A Barn Owl Hunts by Night

I don't normally expect to update this blog while I'm working, so it is rather remarkable (ok, it isn't) that here I am updating it twice today.

I'd just finished another day of brain destroying tedium, had packed what was left of my self esteem in my empty sandwich box, and headed out to the shed to meet up with my sad looking bicycle.

And then I headed off across the cold wasteland of a cycle path, the limey hardtop crusting my wheels and staining my awful trousers. When it's light, you might find me writing about the wagtails or flocks of Pipets I've seen here. But by night, there's usually nothing to see apart from the dimly lit folk listening to ipods that you nearly run over.

But tonight was different. As I cycled over the puddles, about 50 metres ahead of me I noticed a ghostly white shape carving the air barely a couple of meters above the ground. The wing and body shape was a total giveaway, as if one was needed.

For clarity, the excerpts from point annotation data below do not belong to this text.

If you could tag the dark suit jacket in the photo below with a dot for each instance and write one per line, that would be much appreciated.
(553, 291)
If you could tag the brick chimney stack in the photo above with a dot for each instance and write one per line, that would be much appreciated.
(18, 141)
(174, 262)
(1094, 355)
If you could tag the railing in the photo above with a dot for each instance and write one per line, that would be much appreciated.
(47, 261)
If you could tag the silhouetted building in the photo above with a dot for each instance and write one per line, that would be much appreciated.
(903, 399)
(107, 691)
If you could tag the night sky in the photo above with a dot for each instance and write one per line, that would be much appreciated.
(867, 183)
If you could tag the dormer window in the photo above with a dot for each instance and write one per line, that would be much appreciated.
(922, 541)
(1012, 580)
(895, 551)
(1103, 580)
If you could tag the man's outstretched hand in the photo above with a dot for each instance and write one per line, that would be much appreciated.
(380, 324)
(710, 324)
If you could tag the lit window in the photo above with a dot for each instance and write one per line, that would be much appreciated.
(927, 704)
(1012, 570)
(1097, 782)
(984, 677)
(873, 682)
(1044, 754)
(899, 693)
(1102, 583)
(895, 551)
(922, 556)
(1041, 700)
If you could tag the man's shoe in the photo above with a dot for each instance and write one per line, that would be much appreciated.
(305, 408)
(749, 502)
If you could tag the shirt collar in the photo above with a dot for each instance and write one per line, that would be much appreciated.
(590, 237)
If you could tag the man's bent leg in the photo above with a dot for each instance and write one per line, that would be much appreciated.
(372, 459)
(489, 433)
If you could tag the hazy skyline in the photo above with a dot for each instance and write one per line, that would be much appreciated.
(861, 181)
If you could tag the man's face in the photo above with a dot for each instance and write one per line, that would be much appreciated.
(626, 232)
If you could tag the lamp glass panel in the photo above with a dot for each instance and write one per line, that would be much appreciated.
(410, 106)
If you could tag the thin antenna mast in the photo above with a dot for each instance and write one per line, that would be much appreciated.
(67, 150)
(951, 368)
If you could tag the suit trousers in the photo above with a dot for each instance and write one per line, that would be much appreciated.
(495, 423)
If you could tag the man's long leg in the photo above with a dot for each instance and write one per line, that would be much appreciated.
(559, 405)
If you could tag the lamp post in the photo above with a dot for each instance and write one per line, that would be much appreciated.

It was a Barn Owl, silent on the wing, lit sulphur white by the street lights, hunting. I noticed it would fly about ten metres in one direction, before making a slightly awkward fluttering turn at roughly a right angle before quartering another section of ground. I have no idea what goodies would interest a barn owl on that patch of scrub this time of year, rats maybe, but as it disappeared in and out of the glow of the car headlights on the A17, I hoped it would find something soon, just for making my night.

Even at gloomy work, you can still find something to cheer you up.